Quote Originally Posted by Newfoundlander View Post
This is a very great ides indeed! If you haven't finalized your purchase, I'd certainly do that.

I'm sure everyone's process is different, but I can tell you how I arrived at my final decision:
I first narrowed my list of tartan's to the Clan Forrester tartan and the Newfoundland Provincial tartan. This made the selection of options much easier in the end. Luckily, my kiltmaker has swatches from many different tartans from a few different weavers, and in different weights and I could bring these home and keep them on the coffee table and give them a check over and see which one I favoured. The swatches were very important for my decision making. I also had Nfld. tartan cloth, but not in tartan weight wool. It's not a tartan that is in demand, so it's not weaved and kept in stock, which meant the weaver in Scotland would be doing a special weave of enough to make my 8-yard kilt. Thereby dramatically increasing the cost of the kilt, and the time to get it completed. Forrester is woven on a semi-regular basis and usually readily available. Were it not for keeping the tartan swatches I would have felt that I'd be deciding blind, and at the expense of a custom weave and a hand-made kilt you really want to make sure your sure. From there with tartan, and weight, and weaver in hand me and the kiltmaker went about getting the order and having everything made. 6 months later, along came my kilt and I've been in love with it ever since =)

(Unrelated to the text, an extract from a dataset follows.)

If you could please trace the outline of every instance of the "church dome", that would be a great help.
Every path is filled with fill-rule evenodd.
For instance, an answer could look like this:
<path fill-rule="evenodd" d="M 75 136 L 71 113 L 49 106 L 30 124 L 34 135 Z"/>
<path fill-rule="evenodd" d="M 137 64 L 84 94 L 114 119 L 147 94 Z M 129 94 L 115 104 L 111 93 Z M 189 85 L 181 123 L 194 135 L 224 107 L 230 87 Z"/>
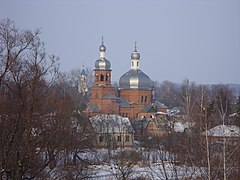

That was my experience anyway. It was very pleasant, and I'm glad I chose the way I chose and didn't rush.
John

Another option for your search for tartan is Fraser & Kirkbright, who weave all the Canadian Provincial tartans in merino wool, but usually in 10 or 12 oz weights instead of rarely woven heavyweight 16oz. Right now they have Newfoundland Provincial in 10 oz on their website:

http://wooltartan.com/tartans4.htm

but they change their stock fairly frequently so unless you are in a hurry for it just keep checking back. Their stock DW fabrics are typically only $45CDN per meter so reasonable by most standards, and a decent tartan fabric in the heavier weights, albeit not up to the standards of Lochcarron or even Marton Mills in most cases.